離婚後の子の監護に関する事項
766条1項は父母が協議上の離婚をするときは子の監護をすべき者、父又は母と子との面会及びその他の交流、子の監護に要する費用の分担その他の子の監護について必要な事項はその協議で定めると規定しています。この場合においては子の利益を最も優先して考慮しなければなりません。
同条2項は協議が調わないとき又は協議をすることができないときは家庭裁判所がこれらの事項を定めると規定しています。同条3項は家庭裁判所は必要があると認めるときは定めを変更しその他子の監護について相当な処分を命ずることができると規定しています。同条4項はこれらの規定によっては監護の範囲外では父母の権利義務に変更を生じないと規定しています。
妻が婚姻中に他の男性との間に子を設けたが当該子と夫との間の自然的血縁関係の不存在を知りながらこれを夫に告げなかったためもはや夫に当該子との親子関係を否定する法的手段が残されておらず夫がこれまでに当該子の監護費用を十分に分担してきており妻が夫との離婚に伴い相当多額の財産分与を受ける事案において妻が夫に対し当該子の監護費用を請求することは権利濫用に当たるとされています。
離婚による復氏
767条1項は婚姻によって氏を改めた夫又は妻は協議上の離婚によって婚姻前の氏に復すると定めています。
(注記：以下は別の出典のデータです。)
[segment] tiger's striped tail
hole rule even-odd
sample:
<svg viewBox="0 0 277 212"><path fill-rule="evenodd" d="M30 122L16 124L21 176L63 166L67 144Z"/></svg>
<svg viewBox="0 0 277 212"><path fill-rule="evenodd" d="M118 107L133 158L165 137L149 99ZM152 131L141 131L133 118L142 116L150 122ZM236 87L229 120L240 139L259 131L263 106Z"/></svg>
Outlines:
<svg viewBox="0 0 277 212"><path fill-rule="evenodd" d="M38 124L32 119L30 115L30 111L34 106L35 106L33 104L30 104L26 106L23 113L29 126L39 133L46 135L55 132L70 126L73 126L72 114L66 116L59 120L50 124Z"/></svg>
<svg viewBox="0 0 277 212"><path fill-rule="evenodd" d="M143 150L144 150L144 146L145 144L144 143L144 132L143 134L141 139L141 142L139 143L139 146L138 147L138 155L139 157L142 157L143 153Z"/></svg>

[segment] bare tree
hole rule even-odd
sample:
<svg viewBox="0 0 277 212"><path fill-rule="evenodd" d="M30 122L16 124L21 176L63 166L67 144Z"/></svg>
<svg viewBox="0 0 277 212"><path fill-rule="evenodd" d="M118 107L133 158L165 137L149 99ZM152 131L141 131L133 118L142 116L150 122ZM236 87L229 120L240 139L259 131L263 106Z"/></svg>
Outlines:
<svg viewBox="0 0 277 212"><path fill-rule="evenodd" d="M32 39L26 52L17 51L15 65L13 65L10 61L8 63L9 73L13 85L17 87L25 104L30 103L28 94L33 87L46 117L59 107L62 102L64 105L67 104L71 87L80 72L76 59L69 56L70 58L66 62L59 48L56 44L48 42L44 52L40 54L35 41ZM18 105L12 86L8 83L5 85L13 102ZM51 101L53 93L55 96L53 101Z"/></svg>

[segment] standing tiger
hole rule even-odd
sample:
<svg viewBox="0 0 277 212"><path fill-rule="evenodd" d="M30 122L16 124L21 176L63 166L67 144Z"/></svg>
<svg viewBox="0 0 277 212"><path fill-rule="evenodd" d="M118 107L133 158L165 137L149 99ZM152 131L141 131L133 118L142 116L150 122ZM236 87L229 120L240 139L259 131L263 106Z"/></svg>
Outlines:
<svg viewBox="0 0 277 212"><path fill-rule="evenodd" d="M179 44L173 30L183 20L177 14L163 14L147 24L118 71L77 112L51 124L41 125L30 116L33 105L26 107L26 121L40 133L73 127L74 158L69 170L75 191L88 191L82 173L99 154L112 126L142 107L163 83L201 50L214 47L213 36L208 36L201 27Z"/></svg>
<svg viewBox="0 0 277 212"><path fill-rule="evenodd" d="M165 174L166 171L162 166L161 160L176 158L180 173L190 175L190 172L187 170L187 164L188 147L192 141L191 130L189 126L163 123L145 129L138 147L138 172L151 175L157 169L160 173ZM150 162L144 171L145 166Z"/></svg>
同条2項はこの規定により婚姻前の氏に復した夫又は妻は離婚の日から3か月以内に届け出ることによって離婚の際に称していた氏を称することができると定めています。
裁判上の離婚の場合にも離婚後の子の監護、復氏、財産分与及び祭祀に関する権利の承継の規定が準用されます。もっとも裁判所が当事者の称すべき氏を定めなければならないわけではありません。
財産分与
768条1項は協議上の離婚をした者の一方は相手方に対して財産の分与を請求することができると定めています。同条2項は当事者間に協議が調わないとき又は協議をすることができないときは当事者は家庭裁判所に対して協議に代わる処分を請求することができますが離婚の時から2年を経過したときはこの限りではありません。同条3項は家庭裁判所は当事者双方がその協力によって得た財産の額その他一切の事情を考慮して分与をさせるべきかどうか並びに分与の額及び方法を定めると規定しています。
財産分与の法的性格
財産分与は単なる贈与とは異なり婚姻中における夫婦財産関係の清算、離婚後における配偶者の扶養及び離婚による慰謝料の性格を有しています。単なる贈与と異なる以上書面によらない贈与の解除に関する規定の適用はありません。
財産分与請求権と慰謝料請求権の関係
離婚による精神的な苦痛を被ったことに対する慰謝料は財産分与に含めて請求することもできるし財産分与に含めずに別個に損害賠償請求権として請求することもできるとされています。一切の事情を考慮すべきであり慰謝料をも含めて財産分与の額及び方法を定めることも認めるべきであるためです。
既に財産分与を受けており精神的な苦痛がすべて慰謝されたものと認められるときにはもはや重ねて慰謝料の請求をすることはできません。もっともその中に慰謝料が含まれない場合やその額が精神的苦痛を慰謝するに足りないと認められる場合には別個に慰謝料を請求することも許されます。
財産分与請求権の成立
具体的請求権としての財産分与請求権の発生原因について判例は財産分与請求権は離婚の事実により当然に発生するがそれは基本的抽象的請求権であり当事者の協議あるいは審判等によって具体的内容が決定されることをもって初めて具体的請求権が生ずるという立場に立っています。したがって財産分与請求権は協議あるいは審判等によって具体的内容が形成されるまではその範囲及び内容が不確定であるからかかる財産分与請求権を保全するために債権者代位権を行使することはできません。
夫婦の一方が適当に負担した婚姻費用の清算のための給付をも財産分与に含めることができるとされています。離婚に伴う財産分与は768条3項の趣旨に反して不相当に過大であり財産分与に仮託してなされた財産処分であると認められるような特段の事情がない限り詐害行為とはなりません。
裁判所が離婚請求を認容する判決をする場合には申立てがあるときに限り裁判所は財産分与についての裁判をすることができ職権で財産分与についての裁判をすることはできません。離婚請求に附帯して財産分与の申立てがされた場合において裁判所が離婚請求を認容する判決をするに当たり財産の一部について財産分与の裁判をしないことは許されないとされています。
離婚による復氏の際の権利の承継
769条は婚姻によって氏を改めた夫又は妻が祭祀に関する権利を承継した後協議上の離婚をしたときは当事者その他の関係人の協議でその権利を承継すべき者を定めなければならないと規定しています。協議が調わないとき又は協議をすることができないときは家庭裁判所がこれを定めます。